When we tried to go back to the doctor who had done the surgery, she wouldn’t see us because we owed some money from the last kid she delivered. Something had happened with our insurance where the policy changed 17 days before he was born, and we owed money that we weren’t expecting to owe. My wife had already quit her job (she took 11 months off with him) so we couldn’t pay her. I understand that she was running a business, but considering that she was the one that made a mistake, and now we have a whole new person because of it she could have taken the time to at least talk to us. A lot of the “lawyers” that I worked with thought that we should sue her (everyone that you work with is a lawyer or doctor depending on what advice they think you need at the time). I actually really considered looking into suing. Mostly because I didn’t know how we were ever going to manage taking care of another baby. Day care is pretty expensive. After not much thought though, I decided to drop the whole idea because my mother always told me that suing people is a sin. I don’t know if that’s true, but it just didn’t feel right and probably would have been a lot of work to get done. Plus, I didn’t want my new daughter to ever think that we won money because we didn’t want her.

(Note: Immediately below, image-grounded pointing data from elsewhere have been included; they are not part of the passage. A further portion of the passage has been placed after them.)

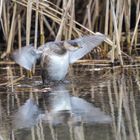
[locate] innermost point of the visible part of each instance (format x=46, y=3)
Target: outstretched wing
x=86, y=44
x=26, y=56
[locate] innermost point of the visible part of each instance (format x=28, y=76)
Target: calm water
x=95, y=104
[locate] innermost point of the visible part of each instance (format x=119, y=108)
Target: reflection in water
x=50, y=117
x=61, y=108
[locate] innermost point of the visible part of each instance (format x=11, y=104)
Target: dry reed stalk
x=112, y=109
x=42, y=37
x=5, y=26
x=33, y=133
x=72, y=12
x=136, y=26
x=116, y=33
x=127, y=23
x=134, y=114
x=119, y=121
x=1, y=4
x=59, y=34
x=28, y=21
x=107, y=17
x=126, y=107
x=12, y=30
x=36, y=29
x=19, y=39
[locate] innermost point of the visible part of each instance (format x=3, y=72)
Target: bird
x=56, y=56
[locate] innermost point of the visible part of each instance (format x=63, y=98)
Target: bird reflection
x=61, y=108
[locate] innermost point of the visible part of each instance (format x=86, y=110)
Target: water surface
x=96, y=104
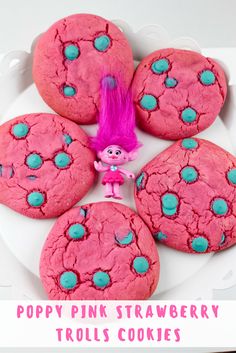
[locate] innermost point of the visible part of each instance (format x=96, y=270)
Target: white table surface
x=211, y=22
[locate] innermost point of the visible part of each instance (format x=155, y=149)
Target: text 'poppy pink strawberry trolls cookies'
x=186, y=195
x=101, y=251
x=178, y=93
x=46, y=165
x=70, y=60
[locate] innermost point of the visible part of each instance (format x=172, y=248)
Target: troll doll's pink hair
x=116, y=118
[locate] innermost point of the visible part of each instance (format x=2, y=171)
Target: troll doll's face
x=116, y=155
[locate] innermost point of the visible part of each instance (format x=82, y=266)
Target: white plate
x=25, y=237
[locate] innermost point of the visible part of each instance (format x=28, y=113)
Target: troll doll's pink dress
x=113, y=175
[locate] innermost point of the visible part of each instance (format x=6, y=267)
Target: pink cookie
x=178, y=93
x=99, y=251
x=70, y=59
x=187, y=196
x=46, y=165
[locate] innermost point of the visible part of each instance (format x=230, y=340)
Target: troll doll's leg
x=109, y=191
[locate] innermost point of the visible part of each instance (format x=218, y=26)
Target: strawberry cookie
x=187, y=196
x=178, y=93
x=101, y=251
x=46, y=165
x=70, y=59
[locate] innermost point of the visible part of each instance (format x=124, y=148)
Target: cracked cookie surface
x=46, y=165
x=71, y=58
x=101, y=251
x=178, y=93
x=187, y=196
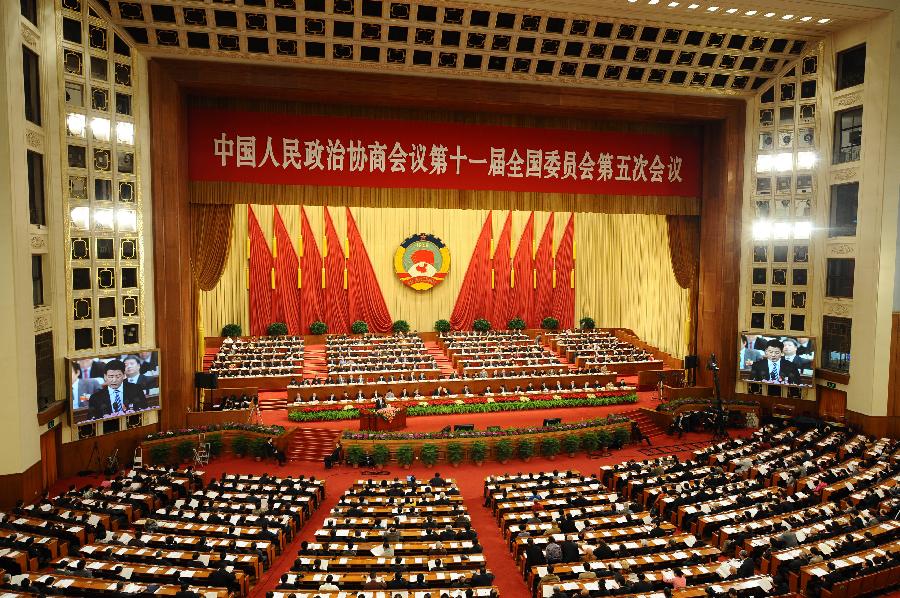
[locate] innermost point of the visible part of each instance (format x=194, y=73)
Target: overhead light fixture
x=762, y=230
x=783, y=162
x=806, y=160
x=75, y=124
x=100, y=128
x=802, y=230
x=125, y=133
x=781, y=230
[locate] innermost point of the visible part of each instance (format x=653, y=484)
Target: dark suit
x=132, y=398
x=787, y=371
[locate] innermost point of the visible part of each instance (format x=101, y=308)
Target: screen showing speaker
x=102, y=388
x=781, y=360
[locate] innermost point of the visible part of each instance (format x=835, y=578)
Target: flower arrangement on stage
x=258, y=428
x=455, y=406
x=388, y=413
x=588, y=423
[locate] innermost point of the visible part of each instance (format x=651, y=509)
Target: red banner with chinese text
x=290, y=149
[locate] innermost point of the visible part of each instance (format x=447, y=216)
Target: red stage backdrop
x=289, y=149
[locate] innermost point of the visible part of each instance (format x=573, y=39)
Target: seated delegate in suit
x=118, y=395
x=774, y=367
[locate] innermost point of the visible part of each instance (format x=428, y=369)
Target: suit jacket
x=132, y=398
x=786, y=370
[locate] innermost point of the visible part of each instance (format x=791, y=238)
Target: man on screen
x=773, y=367
x=118, y=396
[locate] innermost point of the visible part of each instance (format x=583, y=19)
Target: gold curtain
x=210, y=242
x=623, y=278
x=684, y=248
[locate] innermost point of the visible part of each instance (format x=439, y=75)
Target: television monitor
x=781, y=360
x=111, y=386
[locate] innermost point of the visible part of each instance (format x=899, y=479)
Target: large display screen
x=784, y=360
x=112, y=386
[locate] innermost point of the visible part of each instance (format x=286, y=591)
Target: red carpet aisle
x=468, y=477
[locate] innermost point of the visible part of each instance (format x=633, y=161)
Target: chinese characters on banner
x=291, y=149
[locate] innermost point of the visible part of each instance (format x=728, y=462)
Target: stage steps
x=315, y=363
x=648, y=428
x=440, y=358
x=312, y=444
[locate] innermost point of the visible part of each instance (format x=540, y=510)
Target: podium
x=369, y=420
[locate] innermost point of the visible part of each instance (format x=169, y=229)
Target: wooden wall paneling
x=720, y=243
x=893, y=402
x=77, y=455
x=176, y=308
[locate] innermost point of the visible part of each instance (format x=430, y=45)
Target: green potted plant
x=381, y=454
x=550, y=447
x=355, y=455
x=405, y=456
x=525, y=449
x=478, y=451
x=604, y=439
x=621, y=436
x=550, y=323
x=184, y=450
x=571, y=443
x=481, y=325
x=159, y=453
x=428, y=454
x=589, y=441
x=516, y=323
x=258, y=448
x=455, y=453
x=503, y=450
x=240, y=445
x=276, y=329
x=231, y=330
x=215, y=445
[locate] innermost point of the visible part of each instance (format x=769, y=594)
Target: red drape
x=474, y=299
x=311, y=276
x=523, y=267
x=366, y=300
x=286, y=264
x=501, y=313
x=337, y=315
x=542, y=303
x=260, y=277
x=564, y=293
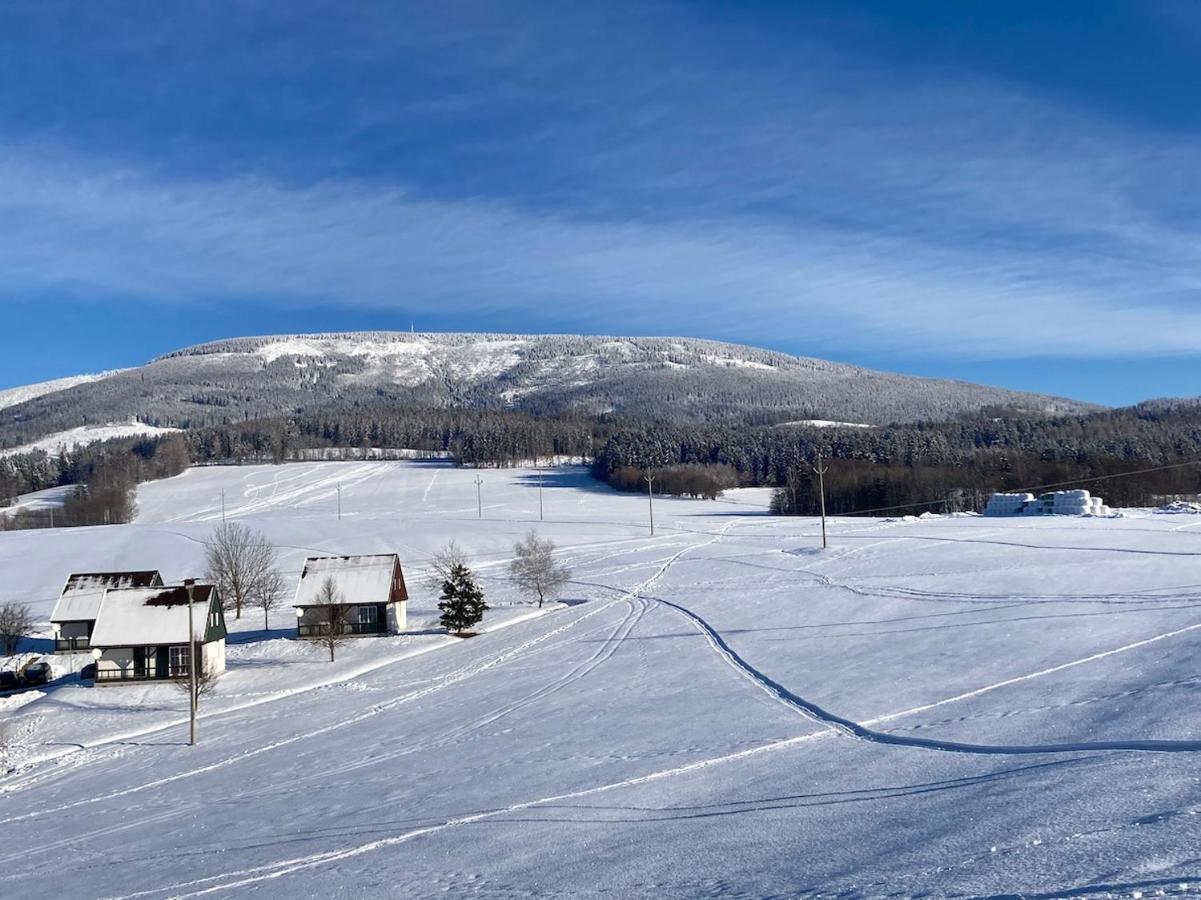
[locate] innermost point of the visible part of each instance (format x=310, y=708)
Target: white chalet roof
x=82, y=594
x=136, y=617
x=359, y=579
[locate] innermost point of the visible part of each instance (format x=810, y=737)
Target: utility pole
x=190, y=584
x=650, y=496
x=820, y=470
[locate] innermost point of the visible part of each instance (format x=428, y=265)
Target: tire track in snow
x=275, y=870
x=862, y=732
x=440, y=684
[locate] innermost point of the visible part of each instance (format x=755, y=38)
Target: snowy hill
x=680, y=380
x=946, y=707
x=15, y=395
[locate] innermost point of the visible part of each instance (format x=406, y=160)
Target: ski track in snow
x=834, y=725
x=608, y=648
x=300, y=490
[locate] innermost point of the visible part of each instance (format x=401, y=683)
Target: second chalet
x=75, y=615
x=368, y=594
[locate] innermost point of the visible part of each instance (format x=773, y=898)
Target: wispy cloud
x=634, y=188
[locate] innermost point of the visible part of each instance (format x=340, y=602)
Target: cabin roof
x=359, y=578
x=83, y=591
x=135, y=617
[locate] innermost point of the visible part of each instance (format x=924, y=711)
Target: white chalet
x=142, y=633
x=75, y=614
x=371, y=595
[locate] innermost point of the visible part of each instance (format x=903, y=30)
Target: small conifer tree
x=462, y=601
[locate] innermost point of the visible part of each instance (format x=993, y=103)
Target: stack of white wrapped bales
x=1008, y=504
x=1056, y=502
x=1071, y=502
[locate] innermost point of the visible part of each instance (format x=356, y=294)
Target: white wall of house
x=117, y=660
x=398, y=618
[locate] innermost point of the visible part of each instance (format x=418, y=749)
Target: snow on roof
x=83, y=591
x=137, y=617
x=359, y=579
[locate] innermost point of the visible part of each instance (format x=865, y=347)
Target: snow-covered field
x=942, y=707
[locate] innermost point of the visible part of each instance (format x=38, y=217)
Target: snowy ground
x=945, y=707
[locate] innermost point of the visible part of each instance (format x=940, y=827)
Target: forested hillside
x=936, y=465
x=609, y=379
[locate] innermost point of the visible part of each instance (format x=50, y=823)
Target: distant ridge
x=661, y=379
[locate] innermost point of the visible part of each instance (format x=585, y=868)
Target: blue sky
x=1003, y=192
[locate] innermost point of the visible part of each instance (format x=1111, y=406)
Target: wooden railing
x=316, y=631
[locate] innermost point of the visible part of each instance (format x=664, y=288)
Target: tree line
x=951, y=463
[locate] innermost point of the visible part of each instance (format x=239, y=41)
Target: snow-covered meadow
x=936, y=707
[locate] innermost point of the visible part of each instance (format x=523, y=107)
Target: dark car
x=37, y=674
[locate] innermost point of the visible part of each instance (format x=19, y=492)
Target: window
x=179, y=661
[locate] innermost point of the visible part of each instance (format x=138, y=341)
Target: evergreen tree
x=462, y=600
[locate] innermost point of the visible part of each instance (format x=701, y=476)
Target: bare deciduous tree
x=536, y=570
x=16, y=623
x=332, y=613
x=268, y=594
x=243, y=565
x=443, y=564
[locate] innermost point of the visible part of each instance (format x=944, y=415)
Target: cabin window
x=179, y=661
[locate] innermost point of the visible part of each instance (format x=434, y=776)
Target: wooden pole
x=190, y=583
x=650, y=496
x=820, y=470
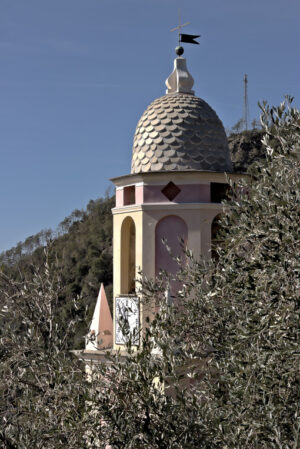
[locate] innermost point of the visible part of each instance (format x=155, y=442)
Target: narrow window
x=218, y=192
x=128, y=256
x=129, y=195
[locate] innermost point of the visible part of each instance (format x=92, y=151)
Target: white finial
x=180, y=79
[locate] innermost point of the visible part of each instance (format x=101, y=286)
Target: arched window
x=216, y=239
x=171, y=229
x=128, y=256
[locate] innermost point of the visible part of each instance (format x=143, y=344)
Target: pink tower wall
x=171, y=228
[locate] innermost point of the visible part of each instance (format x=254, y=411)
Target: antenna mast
x=246, y=105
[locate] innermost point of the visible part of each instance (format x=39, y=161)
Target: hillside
x=83, y=244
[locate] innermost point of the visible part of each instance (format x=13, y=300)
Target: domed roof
x=180, y=132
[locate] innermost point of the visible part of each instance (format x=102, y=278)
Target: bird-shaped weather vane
x=186, y=38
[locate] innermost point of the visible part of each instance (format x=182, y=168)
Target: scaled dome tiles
x=180, y=132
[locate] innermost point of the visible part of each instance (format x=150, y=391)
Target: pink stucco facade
x=189, y=193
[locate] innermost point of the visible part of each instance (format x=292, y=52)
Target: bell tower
x=179, y=172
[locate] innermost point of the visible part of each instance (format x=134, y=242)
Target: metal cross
x=179, y=26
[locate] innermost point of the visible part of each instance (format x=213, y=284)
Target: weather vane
x=187, y=38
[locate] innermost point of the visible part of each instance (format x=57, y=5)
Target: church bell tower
x=180, y=163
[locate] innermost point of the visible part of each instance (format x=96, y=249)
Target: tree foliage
x=217, y=369
x=83, y=245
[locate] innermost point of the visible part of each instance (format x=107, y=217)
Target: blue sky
x=77, y=74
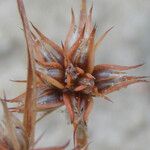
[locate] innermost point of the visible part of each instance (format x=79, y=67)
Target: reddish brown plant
x=66, y=75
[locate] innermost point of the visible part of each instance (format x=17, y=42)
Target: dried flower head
x=66, y=74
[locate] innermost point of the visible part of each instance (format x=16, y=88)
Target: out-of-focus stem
x=81, y=135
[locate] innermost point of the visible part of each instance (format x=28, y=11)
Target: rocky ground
x=121, y=125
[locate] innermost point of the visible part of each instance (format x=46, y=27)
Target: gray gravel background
x=122, y=125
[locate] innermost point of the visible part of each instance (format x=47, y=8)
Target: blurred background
x=121, y=125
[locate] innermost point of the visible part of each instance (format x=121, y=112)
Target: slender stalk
x=30, y=100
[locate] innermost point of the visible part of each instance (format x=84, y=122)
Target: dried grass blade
x=10, y=127
x=30, y=103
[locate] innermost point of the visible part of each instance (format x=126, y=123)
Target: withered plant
x=62, y=75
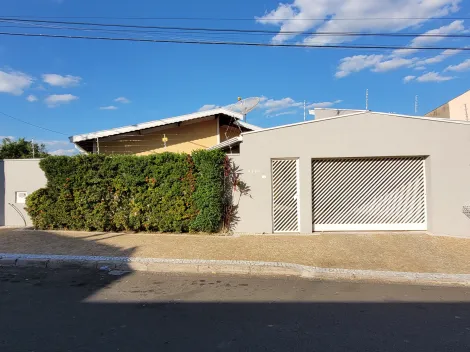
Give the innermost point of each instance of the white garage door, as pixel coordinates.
(368, 194)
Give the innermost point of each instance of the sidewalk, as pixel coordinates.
(415, 253)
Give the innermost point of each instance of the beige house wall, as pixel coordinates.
(454, 109)
(182, 139)
(228, 133)
(441, 111)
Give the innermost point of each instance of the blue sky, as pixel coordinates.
(74, 86)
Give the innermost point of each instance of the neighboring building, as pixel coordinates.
(18, 179)
(456, 109)
(363, 171)
(200, 130)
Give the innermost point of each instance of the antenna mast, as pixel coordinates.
(367, 99)
(305, 112)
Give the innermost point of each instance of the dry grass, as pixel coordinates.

That’s something that I try to make clear anytime I tell this to anyone. We did not expect her, and we did not in any way plan for her, but we absolutely wanted her. She is a joy. She’s one of the funniest most intelligent people that I have ever met. She makes me laugh every single day. We would probably never know that we were missing anything if we didn’t have her, but we would be missing something, something good.
We spent most of 2014 stretching our finances and living with as little as we possibly could preparing for our new child (we could have lived with less, but we didn’t know that). We knew that we were going to need more room so I contacted a realtor. My wife had always wanted to own a home, but I was resistant because I didn’t want to admit that I was going to live here forever. We found a home about 3 months before she was born, but we didn’t move in until 2 months after she was born (maybe someday I’ll write about the joys of trying to buy a house, maybe tomorrow, who knows?). We moved in 4 days before my 34th birthday. So, I guess the big thing that I was going to do during that year wasn’t writing, but instead, laying down roots and building my family. It was pretty ridiculous of me to bring up Jesus when I never even asked for HIs help, but looking back on the whole thing it’s pretty clear that He was giving it to us any way. It’s taken 36 years, but Mineral Wells has actually kind of grown on me, only kind of though. I went a little over my word count this time.